Герой есть помазанник рока, естественный и неизбежный владыка мира. Но люди современной буржуазной и демократической середины ненавидят обе крайности - и свободу первобытных людей, и власть героев. Современные буржуа и демократы чуть-чуть христиане - не далее благотворительности, чуть-чуть язычники - не далее всеобщего вооружения. Для них нет героев, нет великих, потому что нет меньших и больших, а есть только малые, бесчисленные, похожие друг на друга, как серые капли мелкой изморози, - есть только равные перед законом, основанным на большинстве голосов, на воле черни, на этом худшем из насилий. Нет героев, а есть начальники - такие же бесчисленные, равные перед законом и малые, как их подчиненные; или же, для удобства и спокойствия черни, - один большой начальник, большой солдат все той же демократической армии - Наполеон III, большой, но не великий. Он силен силою черни - большинством голосов и преподносит ей идеал ее собственной пошлости - буржуазное, умеренное, безопасное "братство", это разогретое вчерашнее блюдо. Он являет толпе ее собственный звериный образ, украшенный знаками высшей власти, воровски похищенными у героев. Наполеон III - сын черни, с нежностью любил чернь - свою мать, свою стихию. Более всего в мире боится и ненавидит он законных властителей мира - пророков и героев. Так мирный предводитель гусиного стада боится и ненавидит хищников небесных, орлов, ибо когда слетает к людям божественный хищник - герой, то равенству и большинству голосов, и добродетелям черни и предводителям гусиного стада - смерть. Но, к счастью для толпы, явление пророков и героев самое редкое из всех явлений мира. Между двумя праздниками истории, между двумя гениями, царит добродетельная буржуазная скука, демократические будни. Власть человека и власть природы, владыка тел и владыка душ. Кесарь, венчанный Римом, и Кесарь, венчанный Роком, - вот сопоставление, которое послужило темою для одного из самых глубоких стихотворений Пушкина - "Недвижный страж дремал на царственном пороге":

…То был сей чудный муж, посланник провиденья,
Свершитель роковой безвестного веленья,
Сей всадник, перед кем склонялися цари,
Мятежной вольницы наследник и убийца,
Сей хладный кровопийца,
Сей царь, исчезнувший, как сон, как тень зари.
Ни тучной праздности ленивые морщины,
Ни поступь тяжкая, ни ранние седины,
Ни пламень гаснущий нахмуренных очей
Не обличали в нем изгнанного героя,
Мучением покоя
В морях казненного по манию царей.
Нет, чудный взор его живой, неуловимый,
То в даль затерянный, то вдруг неотразимый,
Как боевой перун, как молния, сверкал;
Во цвете здравия и мужества и мощи
Владыке Полунощи
Владыка Запада грозящий предстоял.

Пушкин берет черты героизма всюду, где их находит, - так же, как черты христианского милосердия, потому что и те и другие имеют один и тот же источник, основаны на едином стремлении человека от своей человеческой к иной, высшей природе. Гению Пушкина равно доступны обе стороны человеческого духа, и потому-то проникает он с такою легкостью в самое сердце отдаленных веков и народов.

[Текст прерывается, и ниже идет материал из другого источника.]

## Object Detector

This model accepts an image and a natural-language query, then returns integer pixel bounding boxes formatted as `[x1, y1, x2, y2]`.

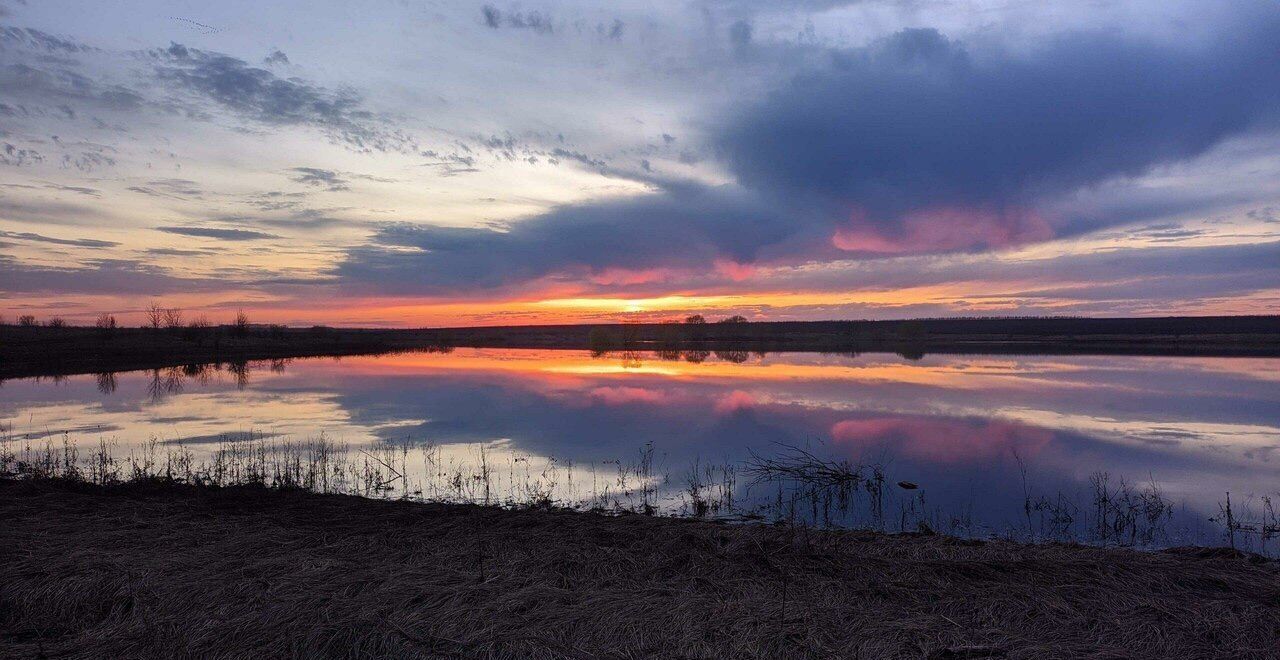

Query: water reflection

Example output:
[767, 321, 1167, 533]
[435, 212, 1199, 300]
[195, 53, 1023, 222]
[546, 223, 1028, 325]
[0, 349, 1280, 547]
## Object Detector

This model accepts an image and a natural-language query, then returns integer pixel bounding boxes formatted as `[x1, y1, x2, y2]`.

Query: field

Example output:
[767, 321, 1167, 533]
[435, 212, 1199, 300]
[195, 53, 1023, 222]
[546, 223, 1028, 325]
[0, 316, 1280, 379]
[0, 478, 1280, 659]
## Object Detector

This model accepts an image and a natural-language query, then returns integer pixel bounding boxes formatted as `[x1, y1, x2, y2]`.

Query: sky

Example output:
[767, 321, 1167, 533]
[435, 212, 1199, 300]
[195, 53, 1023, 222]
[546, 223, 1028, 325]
[0, 0, 1280, 326]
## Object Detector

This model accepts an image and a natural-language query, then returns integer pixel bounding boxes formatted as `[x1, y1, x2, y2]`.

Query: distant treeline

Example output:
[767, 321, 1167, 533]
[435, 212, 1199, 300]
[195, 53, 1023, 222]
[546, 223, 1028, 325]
[424, 316, 1280, 354]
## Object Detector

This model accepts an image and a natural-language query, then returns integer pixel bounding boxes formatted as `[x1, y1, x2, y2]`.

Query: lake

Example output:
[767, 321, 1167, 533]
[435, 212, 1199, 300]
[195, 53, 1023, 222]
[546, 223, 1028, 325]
[0, 349, 1280, 545]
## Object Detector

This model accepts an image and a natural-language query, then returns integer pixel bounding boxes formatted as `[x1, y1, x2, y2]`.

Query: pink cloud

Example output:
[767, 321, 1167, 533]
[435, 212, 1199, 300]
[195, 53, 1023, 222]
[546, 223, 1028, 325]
[831, 417, 1053, 463]
[716, 390, 759, 414]
[590, 386, 671, 405]
[716, 258, 755, 281]
[831, 206, 1053, 255]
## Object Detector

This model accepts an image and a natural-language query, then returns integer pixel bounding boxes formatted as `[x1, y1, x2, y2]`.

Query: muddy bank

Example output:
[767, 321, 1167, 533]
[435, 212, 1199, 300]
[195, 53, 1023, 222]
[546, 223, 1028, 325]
[0, 480, 1280, 657]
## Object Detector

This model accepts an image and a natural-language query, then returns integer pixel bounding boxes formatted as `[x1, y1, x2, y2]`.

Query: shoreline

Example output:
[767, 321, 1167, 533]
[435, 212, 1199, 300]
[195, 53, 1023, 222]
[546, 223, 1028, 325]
[0, 316, 1280, 379]
[0, 480, 1280, 657]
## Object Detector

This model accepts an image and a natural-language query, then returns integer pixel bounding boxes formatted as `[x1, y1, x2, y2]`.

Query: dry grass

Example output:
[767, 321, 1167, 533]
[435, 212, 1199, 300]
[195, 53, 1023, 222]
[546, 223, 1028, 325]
[0, 480, 1280, 657]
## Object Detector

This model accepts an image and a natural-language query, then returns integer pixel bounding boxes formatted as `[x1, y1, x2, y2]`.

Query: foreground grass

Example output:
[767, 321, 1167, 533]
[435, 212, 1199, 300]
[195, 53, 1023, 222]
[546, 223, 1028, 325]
[0, 480, 1280, 657]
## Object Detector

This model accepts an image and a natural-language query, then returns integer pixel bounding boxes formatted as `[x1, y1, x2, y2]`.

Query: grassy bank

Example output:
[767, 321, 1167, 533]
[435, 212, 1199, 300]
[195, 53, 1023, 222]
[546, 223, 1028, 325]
[0, 316, 1280, 379]
[0, 480, 1280, 657]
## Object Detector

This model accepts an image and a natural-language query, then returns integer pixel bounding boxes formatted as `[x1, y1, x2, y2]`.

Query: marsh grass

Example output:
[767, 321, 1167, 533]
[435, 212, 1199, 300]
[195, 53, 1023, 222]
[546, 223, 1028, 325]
[0, 429, 1280, 555]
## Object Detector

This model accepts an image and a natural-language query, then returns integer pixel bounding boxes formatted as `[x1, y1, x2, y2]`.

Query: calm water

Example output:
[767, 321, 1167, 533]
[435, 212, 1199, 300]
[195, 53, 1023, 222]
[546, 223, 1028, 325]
[0, 349, 1280, 542]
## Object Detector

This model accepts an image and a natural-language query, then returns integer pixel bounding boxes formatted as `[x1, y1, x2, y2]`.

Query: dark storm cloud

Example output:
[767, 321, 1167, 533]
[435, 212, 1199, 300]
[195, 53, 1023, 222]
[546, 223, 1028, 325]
[337, 182, 795, 293]
[151, 43, 412, 152]
[337, 4, 1280, 292]
[717, 9, 1280, 234]
[156, 226, 280, 240]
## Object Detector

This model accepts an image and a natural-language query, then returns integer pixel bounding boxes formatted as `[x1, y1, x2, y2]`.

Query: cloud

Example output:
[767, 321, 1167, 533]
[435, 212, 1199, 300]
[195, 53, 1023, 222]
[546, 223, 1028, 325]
[289, 168, 351, 192]
[714, 9, 1280, 252]
[335, 3, 1280, 293]
[0, 26, 96, 55]
[151, 43, 413, 152]
[156, 226, 280, 240]
[0, 255, 218, 295]
[0, 230, 119, 248]
[335, 187, 795, 293]
[480, 5, 555, 36]
[128, 179, 204, 200]
[262, 49, 289, 67]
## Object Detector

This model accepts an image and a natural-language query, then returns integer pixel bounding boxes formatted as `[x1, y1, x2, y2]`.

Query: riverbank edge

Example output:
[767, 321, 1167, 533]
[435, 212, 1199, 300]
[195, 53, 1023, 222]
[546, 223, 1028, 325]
[0, 316, 1280, 379]
[0, 478, 1280, 657]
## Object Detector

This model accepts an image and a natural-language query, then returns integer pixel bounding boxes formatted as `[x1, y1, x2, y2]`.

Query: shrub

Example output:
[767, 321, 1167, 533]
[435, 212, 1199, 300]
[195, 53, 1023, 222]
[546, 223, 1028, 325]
[164, 307, 182, 330]
[93, 313, 116, 336]
[232, 310, 248, 336]
[146, 302, 164, 330]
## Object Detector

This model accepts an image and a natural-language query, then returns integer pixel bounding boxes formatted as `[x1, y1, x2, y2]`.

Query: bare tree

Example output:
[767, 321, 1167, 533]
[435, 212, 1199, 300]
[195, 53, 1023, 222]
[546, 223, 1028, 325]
[147, 301, 164, 330]
[232, 310, 248, 335]
[164, 307, 182, 330]
[93, 312, 116, 336]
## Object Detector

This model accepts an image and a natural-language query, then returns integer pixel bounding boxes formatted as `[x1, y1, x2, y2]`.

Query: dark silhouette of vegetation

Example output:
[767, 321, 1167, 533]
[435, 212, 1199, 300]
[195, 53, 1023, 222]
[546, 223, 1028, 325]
[93, 313, 116, 339]
[232, 310, 248, 336]
[0, 460, 1280, 659]
[163, 307, 182, 331]
[146, 301, 165, 330]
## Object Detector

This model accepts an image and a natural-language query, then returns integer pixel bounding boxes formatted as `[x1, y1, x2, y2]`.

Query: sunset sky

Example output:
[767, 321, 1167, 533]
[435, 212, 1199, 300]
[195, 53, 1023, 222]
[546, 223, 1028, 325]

Поэзия первобытного племени, объединенного волей законодателя-пророка, дышит в "Подражаниях Корану". Сквозь веяние восточной пустыни здесь чувствуется уже аромат благородной мусульманской культуры, которой суждено дать миру сладострастную негу Альгамбры и "Тысячи одной ночи". Пока это - народ еще дикий, хищный, жаждущий только славы и крови. Герой пришел, собрал горсть семитов, отвергнутых историей, затерянных в степях Аравии, раскалил религиозным фанатизмом, выковал молотом закона и бросил в мир, как остро отточенный меч, среди дряхлых византийских и одичалых варварских племен Европы:

Недаром вы приснились мне
В бою с обритыми главами,
С окровавленными мечами
Во рвах, на башне, на стене.
Внемлите радостному кличу,
О, дети пламенных пустынь!
Ведите в плен младых рабынь,
Делите бранную добычу!
Вы победили: Слава вам!..

И рядом - какие нежные черты целомудренного и гордого великодушия! Христианское милосердие недаром включено в героическую мудрость пророка. Для него милосердие - щедрость безмерно-богатых сердец:

Щедрота полная угодна небесам…
…………………………………….
Но если, пожалев трудов земных стяжанья,
Вручая нищему скупое подаянье,
Сжимаешь ты свою завистливую длань,
Знай: все твои дары, подобно горсти пыльной,
Что с камня моет дождь обильный,
Исчезнут - Господом отверженная дань.

Жестокость и милосердие соединяются в образе Аллаха. Это две стороны единого величия. Вся природа свидетельствует о щедрости Бога:

Он человеку дал плоды,
И хлеб, и финик, и оливу,
Благословил его труды,
И вертоград, и холм, и ниву
……………………………………
Зажег Он солнце во вселенной,
Да светит небу и земле,
Как лен, елеем напоенный,
В лампадном светит хрустале.
…………………………………….
Он милосерд: Он Магомету
Открыл сияющий Коран.

Магомет - прибежище и радость смиренных сынов пустыни, бич и гроза неверных, суетных и велеречивых, не покорившихся воле Единого. Гибелью окружен разгневанный пророк. Только беспощадность Аллаха равна его милосердию - они сливаются в одном ужасающем и благодатном явлении:

Нет, не покинул я тебя.
Кого же в сень успокоенья
Я ввел, главу его любя,
И скрыл от зоркого гоненья!
Не я ль в день жажды напоил
Тебя пустынными водами?
Не я ль язык твой одарил
Могучей властью над умами?
Мужайся ж, презирай обман,
Стезею правды бодро следуй,
Люби сирот, - и мой Коран
Дрожащей твари проповедуй!

Любопытно, что русский нигилист, Раскольников, заимствовал у пушкинского Магомета эти слова о "дрожащей твари". Два идеала, преследующие воображение Раскольникова - Наполеон и Магомет, привлекают и Пушкина.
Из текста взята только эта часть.